Plus, they are noisy! A flock of pigeons can cause quite a commotion and be hugely distracting and irritating (especially in the early hours or late at night)!
Pigeons also encourage other infestations. Whether it is parasites taking up residence in their nests or rats scavenging for leftover pigeon scrapes, you can guarantee that when pigeons visit your home, that they are not travelling alone!

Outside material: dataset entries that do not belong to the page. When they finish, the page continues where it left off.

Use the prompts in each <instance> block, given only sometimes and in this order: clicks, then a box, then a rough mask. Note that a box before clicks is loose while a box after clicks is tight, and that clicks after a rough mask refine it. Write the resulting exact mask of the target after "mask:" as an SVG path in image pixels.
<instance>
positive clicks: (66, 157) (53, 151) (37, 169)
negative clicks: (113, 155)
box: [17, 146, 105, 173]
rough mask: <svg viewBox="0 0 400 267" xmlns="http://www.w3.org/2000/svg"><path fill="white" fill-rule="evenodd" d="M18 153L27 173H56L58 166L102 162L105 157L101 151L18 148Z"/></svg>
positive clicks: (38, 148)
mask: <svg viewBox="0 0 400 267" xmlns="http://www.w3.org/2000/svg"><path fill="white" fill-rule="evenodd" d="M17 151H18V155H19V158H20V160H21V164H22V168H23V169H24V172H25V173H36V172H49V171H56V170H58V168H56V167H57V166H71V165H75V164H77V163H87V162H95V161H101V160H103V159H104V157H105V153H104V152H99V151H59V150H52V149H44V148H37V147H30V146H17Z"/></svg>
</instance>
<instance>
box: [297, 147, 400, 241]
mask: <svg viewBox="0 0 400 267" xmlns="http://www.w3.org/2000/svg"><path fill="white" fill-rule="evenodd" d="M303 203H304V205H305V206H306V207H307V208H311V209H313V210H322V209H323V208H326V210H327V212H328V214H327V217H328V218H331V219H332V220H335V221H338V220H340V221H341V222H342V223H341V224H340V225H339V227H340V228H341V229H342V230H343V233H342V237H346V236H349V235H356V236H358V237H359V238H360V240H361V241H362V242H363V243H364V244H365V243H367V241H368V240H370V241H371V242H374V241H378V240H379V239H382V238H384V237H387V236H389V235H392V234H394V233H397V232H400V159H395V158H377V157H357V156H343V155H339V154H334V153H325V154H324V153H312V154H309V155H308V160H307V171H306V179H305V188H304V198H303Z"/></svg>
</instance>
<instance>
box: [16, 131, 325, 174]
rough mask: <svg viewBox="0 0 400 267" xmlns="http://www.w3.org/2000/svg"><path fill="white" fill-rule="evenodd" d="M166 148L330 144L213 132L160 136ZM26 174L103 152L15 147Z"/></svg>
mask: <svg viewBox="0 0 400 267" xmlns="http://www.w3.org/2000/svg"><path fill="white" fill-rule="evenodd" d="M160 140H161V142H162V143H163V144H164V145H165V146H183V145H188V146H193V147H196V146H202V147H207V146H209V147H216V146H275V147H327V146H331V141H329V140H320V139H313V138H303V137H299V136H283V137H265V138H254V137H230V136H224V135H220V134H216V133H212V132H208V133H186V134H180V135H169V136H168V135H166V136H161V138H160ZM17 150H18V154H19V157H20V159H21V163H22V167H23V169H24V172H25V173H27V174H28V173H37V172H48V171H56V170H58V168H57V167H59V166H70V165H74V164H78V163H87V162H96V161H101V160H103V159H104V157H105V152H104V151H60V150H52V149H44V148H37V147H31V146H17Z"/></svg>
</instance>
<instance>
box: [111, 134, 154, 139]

How to get rid of pigeons on your property
Where there is plentiful supply of food, drink and shelter, you’ll find pigeons foraging on unwanted leftovers and overflowing bins. A nest with a view is also appealing to pigeons, who move into the area and swoop for scraps and foul on buildings. If you want to deter pigeons from your property, take a look at our top tips:
Prevent roosting access
When looking for a safe place to nest, pigeons seek out ledges, windowsills, attics and eaves. Therefore, it is essential that you ensure good property maintenance to block pigeons from entering. Make sure that you replace any damaged tiles and add barriers and other deterrents such as anti-roosting spike strips around windowsills and eaves to prevent pigeons from landing.
Keep food hidden away
Birds, and in particular pigeons, are brilliant opportunists, especially in urban environments. Therefore, it is important that you keep food sources out of sight and ensure that all bins remain safely closed. Be careful of bird feeders as these may only attract larger bird pests, such as pigeons to your backyard.
You should also clean up any pigeon waste from your property as soon as possible using rubber gloves to keep your immediate space free of pigeon waste.
Implement Pest Control Solutions
If you do notice pigeons “resting” on your roof, frolicking on your fence or bobbing around in your backyard, you may want to consider some bird control solutions before the situation gets out of hand.
Bird nets are a humane way of deterring pigeons although you must check them regularly and release any caught immediately. Once the pigeons figure out that this is not a safe place to visit, they will soon fly off to somewhere else.
Purchase a couple of fake predators, such as an owl or a snake like these, and place it outside your property. This is almost guaranteed to scare off any feral pigeons.
Try a repellent such as an ultrasonic device. These units emit sound waves that are thought to confuse pigeons, sending them on their way – but just be careful when using them around other animals and pets.
Alternatively, invest in some gel-repellents. These sticky film gels prevent pigeons from perching on top of your roof.
If you are still struggling to scare off pigeons, then call in some professional help and let the pest control experts take over.
Although pigeons do carry a number of diseases which can be transmitted to humans, you can rest assured that this is rarely the case. Unless you have a weakened immune system there is no need to be overly concerned about the implications of pigeon droppings. However, thanks to an increase in urbanization, we need to ensure that good sanitary levels are followed to prevent an avian-flu epidemic occurring in the future and that precautionary procedures are administered, in order to prevent pigeons from defecating and destroying our buildings.